The team is also trying to understand what these non-synaptic events do and whether they are relevant to processing neural activity. Because the speed of these waves is close to the speed of sleep and theta waves, the researchers speculate they may be involved in consolidating memory. More.
Here’s the abstract:
Electrical activity in the brain during normal and abnormal function is associated with propagating waves of various speeds and directions. It is unclear how both fast and slow traveling waves with sometime opposite directions can coexist in the same neural tissue. By recording population spikes simultaneously throughout the unfolded rodent hippocampus with a penetrating microelectrode array, we have shown that fast and slow waves are causally related, so a slowly moving neural source generates fast-propagating waves at ~0.12 m/s.
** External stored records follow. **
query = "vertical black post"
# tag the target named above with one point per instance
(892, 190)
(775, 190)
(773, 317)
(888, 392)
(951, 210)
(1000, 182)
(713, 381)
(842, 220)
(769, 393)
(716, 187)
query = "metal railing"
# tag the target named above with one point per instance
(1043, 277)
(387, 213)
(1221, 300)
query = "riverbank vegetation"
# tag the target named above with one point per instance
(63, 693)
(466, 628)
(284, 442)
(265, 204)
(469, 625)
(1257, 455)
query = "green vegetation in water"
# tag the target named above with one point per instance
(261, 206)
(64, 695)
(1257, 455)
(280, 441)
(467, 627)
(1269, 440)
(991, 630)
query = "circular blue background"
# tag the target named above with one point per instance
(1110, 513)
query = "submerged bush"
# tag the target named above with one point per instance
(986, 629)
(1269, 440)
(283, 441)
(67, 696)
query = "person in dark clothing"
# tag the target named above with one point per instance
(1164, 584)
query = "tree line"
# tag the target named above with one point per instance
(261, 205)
The source of the fast population spikes is limited in space and moving at ~0.016 m/s based on both direct and Doppler measurements among 36 different spiking trains among eight different hippocampi. The fact that the source is itself moving can account for the surprising direction reversal of the wave. Therefore, these results indicate that a small neural focus can move and that this phenomenon could explain the apparent wave reflection at tissue edges or multiple foci observed at different locations in neural tissue. (paywall) – M. Zhang, R. S. Shivacharan, C.-C. Chiang, L. E. Gonzalez-Reyes, D. M. Durand. Propagating Neural Source Revealed by Doppler Shift of Population Spiking Frequency. Journal of Neuroscience, 2016; 36 (12): 3495 DOI: 10.1523/JNEUROSCI.3525-15.2016
See also: Neuroscience and psychology can’t be integrated
Follow UD News at Twitter!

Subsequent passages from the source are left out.